Dans ce contexte, certains acteurs estiment que la Guinée « n’a aucun droit à l’erreur » dans le choix de ses futurs sénateurs. Le Sénat, en tant que chambre haute du Parlement, devrait jouer un rôle stratégique dans l’élaboration et la relecture des lois, ainsi que dans le contrôle de l’action publique. D’où l’importance de miser sur des personnalités reconnues pour leur intégrité, leur compétence et leur capacité d’analyse.
Un profil académique et rigoureux
Parmi les noms cités figure celui de Bangaly Camara. Enseignant-chercheur, consultant et écrivain, il est présenté par ses soutiens comme un homme de rigueur et de réflexion. Son parcours académique et intellectuel est mis en avant comme un atout potentiel pour contribuer aux travaux du futur Sénat.

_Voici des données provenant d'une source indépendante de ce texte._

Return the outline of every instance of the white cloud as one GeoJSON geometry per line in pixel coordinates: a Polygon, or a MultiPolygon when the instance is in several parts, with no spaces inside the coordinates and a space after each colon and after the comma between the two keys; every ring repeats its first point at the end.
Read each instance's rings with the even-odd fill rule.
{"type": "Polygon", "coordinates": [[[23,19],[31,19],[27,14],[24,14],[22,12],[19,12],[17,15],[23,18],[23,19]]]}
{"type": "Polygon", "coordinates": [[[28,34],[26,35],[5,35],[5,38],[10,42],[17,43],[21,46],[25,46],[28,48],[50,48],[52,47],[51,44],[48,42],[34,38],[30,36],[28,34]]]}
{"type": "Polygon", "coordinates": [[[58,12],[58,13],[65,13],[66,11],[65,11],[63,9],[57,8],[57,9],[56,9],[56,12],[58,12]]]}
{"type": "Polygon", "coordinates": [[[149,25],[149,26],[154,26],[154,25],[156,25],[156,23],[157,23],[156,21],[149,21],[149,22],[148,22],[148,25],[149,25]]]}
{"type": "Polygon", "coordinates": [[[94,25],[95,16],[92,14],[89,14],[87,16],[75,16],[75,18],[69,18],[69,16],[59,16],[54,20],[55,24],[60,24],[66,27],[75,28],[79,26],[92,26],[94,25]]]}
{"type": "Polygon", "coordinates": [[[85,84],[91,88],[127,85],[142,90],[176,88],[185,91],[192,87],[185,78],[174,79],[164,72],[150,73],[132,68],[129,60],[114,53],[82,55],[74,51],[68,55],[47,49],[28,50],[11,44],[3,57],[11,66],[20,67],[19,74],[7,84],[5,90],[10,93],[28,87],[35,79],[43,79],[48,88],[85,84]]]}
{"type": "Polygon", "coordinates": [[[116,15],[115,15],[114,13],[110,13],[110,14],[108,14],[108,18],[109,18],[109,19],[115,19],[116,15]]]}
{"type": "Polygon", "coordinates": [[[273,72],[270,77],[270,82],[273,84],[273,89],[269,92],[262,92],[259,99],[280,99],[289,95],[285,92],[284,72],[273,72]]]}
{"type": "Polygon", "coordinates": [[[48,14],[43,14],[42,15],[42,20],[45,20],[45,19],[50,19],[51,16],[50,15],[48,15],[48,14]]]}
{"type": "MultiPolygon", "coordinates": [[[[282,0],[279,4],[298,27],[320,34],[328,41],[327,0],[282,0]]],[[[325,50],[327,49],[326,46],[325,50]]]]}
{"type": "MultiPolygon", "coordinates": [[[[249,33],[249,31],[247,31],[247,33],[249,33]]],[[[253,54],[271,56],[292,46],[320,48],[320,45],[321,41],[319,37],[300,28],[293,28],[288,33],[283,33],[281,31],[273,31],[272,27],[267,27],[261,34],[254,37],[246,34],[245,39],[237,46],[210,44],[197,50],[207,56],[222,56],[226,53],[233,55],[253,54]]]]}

Ses partisans estiment qu’un profil issu du monde universitaire pourrait apporter une approche méthodique et analytique aux débats législatifs.
La création du Sénat en Guinée suscite à la fois espoir et vigilance. Pour de nombreux analystes, la réussite de cette première expérience dépendra largement de la qualité des femmes et des hommes appelés à y siéger. Les sénatoriales à venir s’annoncent ainsi comme un test important pour la maturité institutionnelle du pays.
Entre attentes citoyennes et impératif de gouvernance responsable, le choix des futurs sénateurs pourrait marquer un tournant décisif dans l’évolution politique et institutionnelle de la Guinée.